Why George Galloway should not be reckoned as “the left in Parliament”

Submitted by Anon on 5 March, 2007 - 2:21

By John Bloxam

However weak the opposition, Galloway clearly got a big boost from his performance in front of the two US senators on 17 May.

A follow-up US speaking tour at the end of June is now reported. With a few exceptions he has received praise and a very soft ride indeed politically. But the glaring contradiction between his performance in Washington and his grovelling in Baghdad cannot be swept under the carpet. The self-styled “voice of the dispossessed” in the US Senate stands in sharp contrast to his “Sir, I salute your indefatigability…” to the fascistic dictator Saddam Hussein.

After his 829 vote election victory in Bethnal Green and Bow, defeating the sitting Blairite MP Oona King, Galloway retired to Portugal to reportedly write up the Respect campaign. But what does that campaign tell us about the idea that George Galloway is now the champion of the left in Parliament?

Respect supporters still write letters to the local paper denying they are a “Muslim campaign” or Bengali party. After all, they say, Respect canvassed and got white working-class votes. But if that determines the politics of their campaign, then the Tories, who canvass council estates and get working-class votes, would not be the party they are.

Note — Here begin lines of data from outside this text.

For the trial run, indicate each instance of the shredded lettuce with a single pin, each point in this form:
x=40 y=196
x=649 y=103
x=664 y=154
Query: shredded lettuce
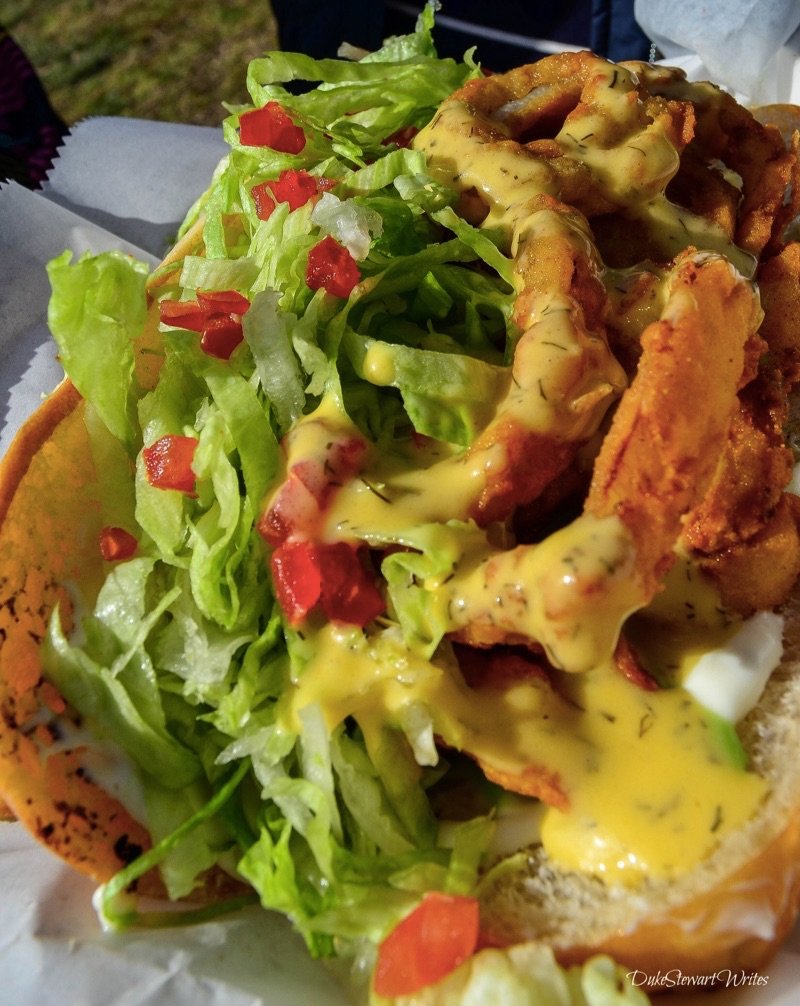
x=527 y=975
x=97 y=311
x=185 y=660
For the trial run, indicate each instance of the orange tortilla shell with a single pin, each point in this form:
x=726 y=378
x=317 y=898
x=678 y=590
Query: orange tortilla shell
x=49 y=523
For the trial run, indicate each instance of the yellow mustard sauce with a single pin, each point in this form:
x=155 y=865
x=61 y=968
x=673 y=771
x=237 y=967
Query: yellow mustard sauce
x=647 y=792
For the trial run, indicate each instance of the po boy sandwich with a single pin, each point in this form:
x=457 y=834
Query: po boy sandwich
x=414 y=550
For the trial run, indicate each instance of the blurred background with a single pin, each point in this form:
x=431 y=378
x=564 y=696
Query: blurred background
x=173 y=60
x=165 y=59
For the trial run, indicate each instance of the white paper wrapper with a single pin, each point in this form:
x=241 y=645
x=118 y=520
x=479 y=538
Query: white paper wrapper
x=124 y=183
x=748 y=46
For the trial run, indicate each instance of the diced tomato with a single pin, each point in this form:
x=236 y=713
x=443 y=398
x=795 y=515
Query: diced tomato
x=296 y=507
x=168 y=463
x=272 y=127
x=297 y=578
x=349 y=592
x=310 y=572
x=332 y=268
x=182 y=314
x=222 y=302
x=116 y=543
x=220 y=336
x=427 y=945
x=294 y=187
x=216 y=315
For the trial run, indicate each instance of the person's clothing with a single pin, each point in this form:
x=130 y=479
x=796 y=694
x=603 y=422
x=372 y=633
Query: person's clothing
x=30 y=131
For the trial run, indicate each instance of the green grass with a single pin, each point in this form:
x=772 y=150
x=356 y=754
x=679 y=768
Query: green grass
x=147 y=58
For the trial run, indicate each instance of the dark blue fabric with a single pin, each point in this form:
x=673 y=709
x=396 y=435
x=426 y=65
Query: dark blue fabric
x=30 y=131
x=615 y=32
x=504 y=31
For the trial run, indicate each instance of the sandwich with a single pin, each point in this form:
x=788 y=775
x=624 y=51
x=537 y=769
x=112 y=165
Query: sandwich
x=414 y=551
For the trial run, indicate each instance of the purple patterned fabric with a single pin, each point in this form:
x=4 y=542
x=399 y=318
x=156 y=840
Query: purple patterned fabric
x=30 y=131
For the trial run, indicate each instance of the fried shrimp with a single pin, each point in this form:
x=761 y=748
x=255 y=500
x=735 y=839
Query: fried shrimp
x=572 y=593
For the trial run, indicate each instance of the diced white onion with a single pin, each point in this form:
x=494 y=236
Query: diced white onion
x=730 y=680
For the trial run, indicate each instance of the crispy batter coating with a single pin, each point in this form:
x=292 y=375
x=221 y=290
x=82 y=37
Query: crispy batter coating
x=661 y=452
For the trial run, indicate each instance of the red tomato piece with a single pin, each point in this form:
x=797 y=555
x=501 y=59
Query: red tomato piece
x=220 y=336
x=349 y=593
x=308 y=572
x=332 y=268
x=438 y=936
x=168 y=463
x=295 y=510
x=272 y=127
x=182 y=314
x=297 y=578
x=294 y=187
x=116 y=543
x=298 y=503
x=222 y=302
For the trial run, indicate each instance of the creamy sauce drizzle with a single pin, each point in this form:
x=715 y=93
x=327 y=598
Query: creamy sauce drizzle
x=572 y=592
x=619 y=824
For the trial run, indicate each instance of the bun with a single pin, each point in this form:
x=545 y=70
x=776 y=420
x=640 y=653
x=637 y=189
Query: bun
x=733 y=910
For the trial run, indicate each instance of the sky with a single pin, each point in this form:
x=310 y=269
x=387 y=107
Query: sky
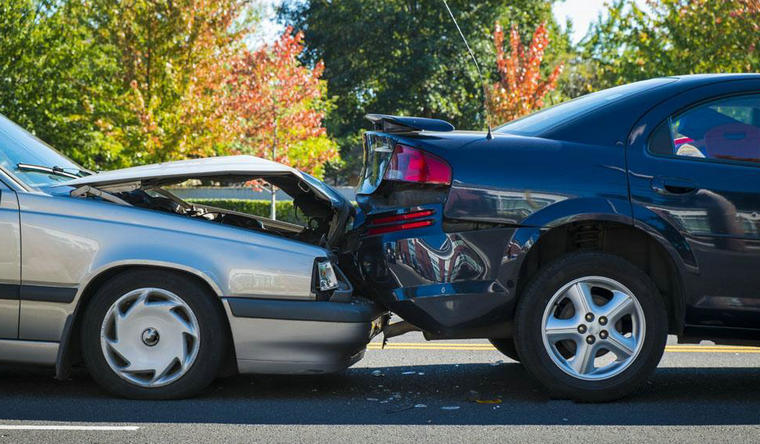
x=582 y=13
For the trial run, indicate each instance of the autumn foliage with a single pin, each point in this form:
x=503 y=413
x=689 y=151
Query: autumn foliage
x=277 y=104
x=520 y=89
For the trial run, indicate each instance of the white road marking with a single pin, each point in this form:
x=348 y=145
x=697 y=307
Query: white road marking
x=67 y=427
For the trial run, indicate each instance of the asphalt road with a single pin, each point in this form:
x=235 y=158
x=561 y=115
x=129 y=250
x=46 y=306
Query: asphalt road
x=412 y=392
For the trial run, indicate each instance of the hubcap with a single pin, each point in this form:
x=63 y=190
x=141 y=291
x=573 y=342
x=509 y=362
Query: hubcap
x=150 y=337
x=593 y=328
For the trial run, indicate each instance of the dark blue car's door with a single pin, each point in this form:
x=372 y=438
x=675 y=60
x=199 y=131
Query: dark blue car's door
x=694 y=167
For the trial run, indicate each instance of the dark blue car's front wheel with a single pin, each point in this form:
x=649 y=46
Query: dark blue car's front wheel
x=591 y=327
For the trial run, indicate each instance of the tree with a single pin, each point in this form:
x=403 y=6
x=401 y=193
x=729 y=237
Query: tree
x=520 y=89
x=403 y=57
x=675 y=37
x=173 y=55
x=53 y=80
x=278 y=106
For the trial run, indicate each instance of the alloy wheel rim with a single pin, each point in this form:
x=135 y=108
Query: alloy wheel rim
x=150 y=337
x=593 y=328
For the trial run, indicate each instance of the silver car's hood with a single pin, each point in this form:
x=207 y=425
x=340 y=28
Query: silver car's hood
x=167 y=172
x=210 y=166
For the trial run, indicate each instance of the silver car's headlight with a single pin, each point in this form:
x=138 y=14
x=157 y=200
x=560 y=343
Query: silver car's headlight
x=326 y=278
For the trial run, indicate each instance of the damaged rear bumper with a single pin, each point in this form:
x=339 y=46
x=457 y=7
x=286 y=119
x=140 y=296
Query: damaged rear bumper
x=301 y=337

The argument is half-hearted, because on Respect’s own admission they chose the area because of the Muslim vote, and their programme and activity was clearly trimmed accordingly. Hence Galloway’s early claim to be a “fighter for Muslims”; his trip to Bangladesh and courting the Bengali business vote; and his promise to stand down at the next election in favour of a Bengali candidate.

It also doesn’t square with Respect’s other claim, comparing their activity to the anti-fascist struggles in the 1930s East End. Then socialists and others rallied to the defence of the Jewish immigrant community under attack from the fascists; now apparently Respect is doing the same for the Muslim/Bengali immigrant community, under attack from “Islamophobia” etc.

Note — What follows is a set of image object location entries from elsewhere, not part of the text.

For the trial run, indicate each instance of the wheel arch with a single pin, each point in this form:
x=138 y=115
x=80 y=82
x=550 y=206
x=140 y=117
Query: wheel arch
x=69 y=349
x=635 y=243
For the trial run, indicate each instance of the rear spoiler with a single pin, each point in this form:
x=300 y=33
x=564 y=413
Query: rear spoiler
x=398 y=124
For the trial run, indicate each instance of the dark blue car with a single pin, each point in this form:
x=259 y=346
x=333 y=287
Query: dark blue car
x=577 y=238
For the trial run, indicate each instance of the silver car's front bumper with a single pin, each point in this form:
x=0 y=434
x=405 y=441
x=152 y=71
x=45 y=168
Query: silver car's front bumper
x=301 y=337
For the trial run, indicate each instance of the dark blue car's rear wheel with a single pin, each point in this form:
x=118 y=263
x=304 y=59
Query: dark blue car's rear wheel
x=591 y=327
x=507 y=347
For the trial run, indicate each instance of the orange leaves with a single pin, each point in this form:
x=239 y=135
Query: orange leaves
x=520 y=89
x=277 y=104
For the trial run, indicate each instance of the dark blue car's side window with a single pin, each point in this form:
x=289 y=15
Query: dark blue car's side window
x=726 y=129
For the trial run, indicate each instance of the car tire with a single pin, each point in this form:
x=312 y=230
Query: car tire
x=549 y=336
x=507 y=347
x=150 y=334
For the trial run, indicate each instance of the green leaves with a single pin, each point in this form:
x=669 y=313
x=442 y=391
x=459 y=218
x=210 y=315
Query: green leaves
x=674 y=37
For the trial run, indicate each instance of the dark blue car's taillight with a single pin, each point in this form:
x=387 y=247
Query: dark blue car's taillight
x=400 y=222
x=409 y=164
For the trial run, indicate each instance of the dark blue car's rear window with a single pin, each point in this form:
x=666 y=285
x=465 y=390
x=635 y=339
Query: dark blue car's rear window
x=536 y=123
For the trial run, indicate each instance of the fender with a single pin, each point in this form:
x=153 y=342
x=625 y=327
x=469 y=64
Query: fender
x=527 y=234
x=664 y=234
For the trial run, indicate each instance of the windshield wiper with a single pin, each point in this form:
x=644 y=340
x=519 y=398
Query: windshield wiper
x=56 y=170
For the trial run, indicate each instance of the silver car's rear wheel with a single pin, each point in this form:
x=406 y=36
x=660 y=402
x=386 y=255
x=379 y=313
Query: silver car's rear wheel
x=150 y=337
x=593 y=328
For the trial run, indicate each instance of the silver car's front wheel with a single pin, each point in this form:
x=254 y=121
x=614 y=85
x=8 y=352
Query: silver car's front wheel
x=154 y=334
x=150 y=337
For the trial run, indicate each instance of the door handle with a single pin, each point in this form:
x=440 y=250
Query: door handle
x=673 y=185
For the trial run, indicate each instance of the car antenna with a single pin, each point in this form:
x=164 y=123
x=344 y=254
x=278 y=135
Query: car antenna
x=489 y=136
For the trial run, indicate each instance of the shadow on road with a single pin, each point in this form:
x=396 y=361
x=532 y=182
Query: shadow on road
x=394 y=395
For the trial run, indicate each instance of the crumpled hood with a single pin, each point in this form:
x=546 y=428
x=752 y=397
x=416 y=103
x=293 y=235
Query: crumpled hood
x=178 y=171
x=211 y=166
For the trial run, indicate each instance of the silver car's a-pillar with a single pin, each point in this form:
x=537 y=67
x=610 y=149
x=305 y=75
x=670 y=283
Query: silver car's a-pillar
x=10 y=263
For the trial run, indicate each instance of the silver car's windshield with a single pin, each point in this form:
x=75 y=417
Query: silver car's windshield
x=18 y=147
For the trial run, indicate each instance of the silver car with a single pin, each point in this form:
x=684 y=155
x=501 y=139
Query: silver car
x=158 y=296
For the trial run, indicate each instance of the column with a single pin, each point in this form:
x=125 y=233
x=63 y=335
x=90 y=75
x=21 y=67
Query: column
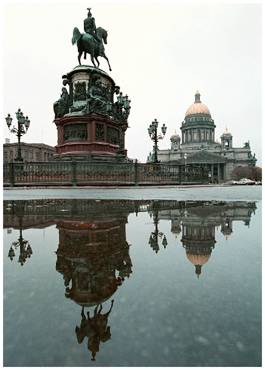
x=218 y=172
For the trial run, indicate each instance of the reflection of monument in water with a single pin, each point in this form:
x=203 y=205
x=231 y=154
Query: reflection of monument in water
x=93 y=257
x=197 y=222
x=93 y=254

But mobilising for the physical defence of the Bengali community, an obligation for all socialists, is not the same as running a communal election campaign to get George Galloway re-elected to Parliament. It is different, and SWP Respect footsoldiers could learn some useful lessons from the best of the 1930s anti-fascists. The latter understood the distinction between mobilising alongside Jewish organisations and individuals for physical defence against the fascists, and throwing their political lot in with the leaders of the synagogues and with communal prejudices.

Against the charge of communal politics, Respect’s response has been to counter-charge Oona King’s election campaign. They have also denied evidence of anti-semitism. To date they have got off lightly with this approach.

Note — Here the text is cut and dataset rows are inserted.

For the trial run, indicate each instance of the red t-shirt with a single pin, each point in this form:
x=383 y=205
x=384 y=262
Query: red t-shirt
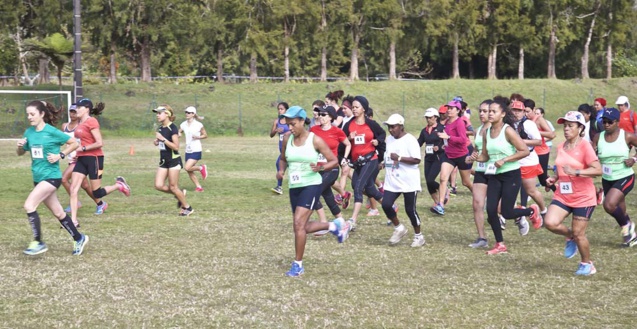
x=83 y=132
x=332 y=137
x=625 y=121
x=573 y=191
x=362 y=143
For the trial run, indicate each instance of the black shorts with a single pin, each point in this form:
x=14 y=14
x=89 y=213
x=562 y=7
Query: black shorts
x=90 y=165
x=585 y=212
x=174 y=163
x=56 y=182
x=625 y=184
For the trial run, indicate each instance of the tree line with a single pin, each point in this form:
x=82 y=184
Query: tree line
x=354 y=39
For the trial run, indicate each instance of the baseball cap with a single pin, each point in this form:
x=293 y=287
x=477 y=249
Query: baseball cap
x=295 y=112
x=431 y=112
x=395 y=119
x=572 y=116
x=611 y=113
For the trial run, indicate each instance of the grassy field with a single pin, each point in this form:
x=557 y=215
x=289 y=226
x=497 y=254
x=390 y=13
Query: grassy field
x=224 y=265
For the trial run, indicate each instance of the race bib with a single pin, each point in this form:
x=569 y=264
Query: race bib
x=295 y=178
x=37 y=152
x=491 y=169
x=566 y=187
x=607 y=170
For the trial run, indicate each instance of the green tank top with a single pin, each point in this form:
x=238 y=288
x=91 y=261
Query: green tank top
x=499 y=148
x=612 y=155
x=480 y=166
x=300 y=173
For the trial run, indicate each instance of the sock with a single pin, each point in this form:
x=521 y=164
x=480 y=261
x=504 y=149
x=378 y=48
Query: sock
x=34 y=220
x=68 y=225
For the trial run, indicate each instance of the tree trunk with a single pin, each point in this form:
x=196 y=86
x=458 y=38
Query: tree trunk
x=253 y=67
x=112 y=76
x=324 y=64
x=43 y=70
x=521 y=64
x=492 y=63
x=551 y=64
x=145 y=53
x=219 y=62
x=586 y=47
x=609 y=60
x=392 y=60
x=455 y=74
x=353 y=70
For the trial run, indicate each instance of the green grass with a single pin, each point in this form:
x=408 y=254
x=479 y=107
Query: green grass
x=250 y=108
x=224 y=266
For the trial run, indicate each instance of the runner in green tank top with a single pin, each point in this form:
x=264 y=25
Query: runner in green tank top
x=618 y=178
x=299 y=156
x=43 y=142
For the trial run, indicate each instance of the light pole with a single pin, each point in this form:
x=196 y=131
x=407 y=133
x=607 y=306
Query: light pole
x=78 y=92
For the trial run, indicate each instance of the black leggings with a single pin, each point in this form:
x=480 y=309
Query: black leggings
x=432 y=170
x=363 y=181
x=504 y=187
x=410 y=205
x=329 y=177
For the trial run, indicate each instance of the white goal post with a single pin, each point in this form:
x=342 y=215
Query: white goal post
x=12 y=103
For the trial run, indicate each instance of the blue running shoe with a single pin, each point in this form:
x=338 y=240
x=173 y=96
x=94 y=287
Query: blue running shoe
x=570 y=249
x=586 y=269
x=78 y=247
x=100 y=209
x=36 y=248
x=295 y=270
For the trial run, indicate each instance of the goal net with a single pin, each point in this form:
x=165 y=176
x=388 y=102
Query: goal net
x=13 y=118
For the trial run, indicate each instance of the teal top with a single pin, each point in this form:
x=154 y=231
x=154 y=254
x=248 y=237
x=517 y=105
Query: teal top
x=40 y=144
x=300 y=173
x=480 y=166
x=612 y=155
x=499 y=148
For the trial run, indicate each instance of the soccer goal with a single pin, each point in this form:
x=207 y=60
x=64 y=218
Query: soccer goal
x=13 y=118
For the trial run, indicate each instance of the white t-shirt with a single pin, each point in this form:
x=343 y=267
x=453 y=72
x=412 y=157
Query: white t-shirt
x=193 y=129
x=402 y=177
x=533 y=132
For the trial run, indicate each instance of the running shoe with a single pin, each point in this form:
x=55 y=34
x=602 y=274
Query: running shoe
x=295 y=270
x=101 y=209
x=78 y=246
x=68 y=209
x=523 y=225
x=586 y=269
x=536 y=218
x=338 y=199
x=499 y=248
x=373 y=213
x=419 y=241
x=35 y=248
x=122 y=185
x=204 y=172
x=399 y=233
x=570 y=249
x=479 y=243
x=346 y=199
x=186 y=211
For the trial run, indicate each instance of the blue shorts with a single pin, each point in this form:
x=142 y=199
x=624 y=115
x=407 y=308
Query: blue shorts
x=585 y=212
x=306 y=197
x=193 y=155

Even if everything they said about New Labour’s election campaign was true – and certainly by the end Oona King was desperately trying to mobilise the white working class vote – that is clearly not an argument, let alone justification, for the campaign Galloway/Respect ran from the beginning.

There were a number of allegations from the King campaign about anti-semitism, including Respect canvassers urging Bengalis not to vote for King because she was Jewish. Oona King cites a case of young people shouting “Jewish bitch, get out of here.” Galloway/Respect claim fabrication, but there was undoubtedly one well-established and reported case during the campaign, the commemoration of the largely Jewish victims of the last German V2 raid on World War 2. Some Bengali youths threw objects and shouted anti-semitic abuse at those commemorating the dead. Respect’s response to this event was a shameful silence.

In similar vein Galloway/Respect argue that Oona King’s Jewish background was not an issue when she was elected in 1997 and 2001, and therefore could not have been an issue in 2005 – or, contradicting themselves, if it was, it was because she had first raised it! People voted against her in this election, they say, not because she was Jewish, but because she was a New Labour “stooge”, a “warmonger”, etc. They could, of course, have combined both motives: the fact of anti-Blairism does not mean that anti-semitism played no role in this election.

There were new elements in 2005, including the existence of Respect itself, running an aggressive, populist communal campaign, and refusing to come out clearly and sharply against anti-semitism.

On the issue of anti-black racism, it is common coin on the left that seeking to ignore its existence, and refusing to come out clearly against it, amounts to complicity. It is a sign of terrible political decay when people who call themselves socialists do not apply the same argument to anti-semitism.

Galloway’s position has now been even further strengthened in Respect, with the SWP ever more in awe and in his political wake. Given Galloway’s politics that can only increase the possibility of some at least getting shaken up by the issues involved.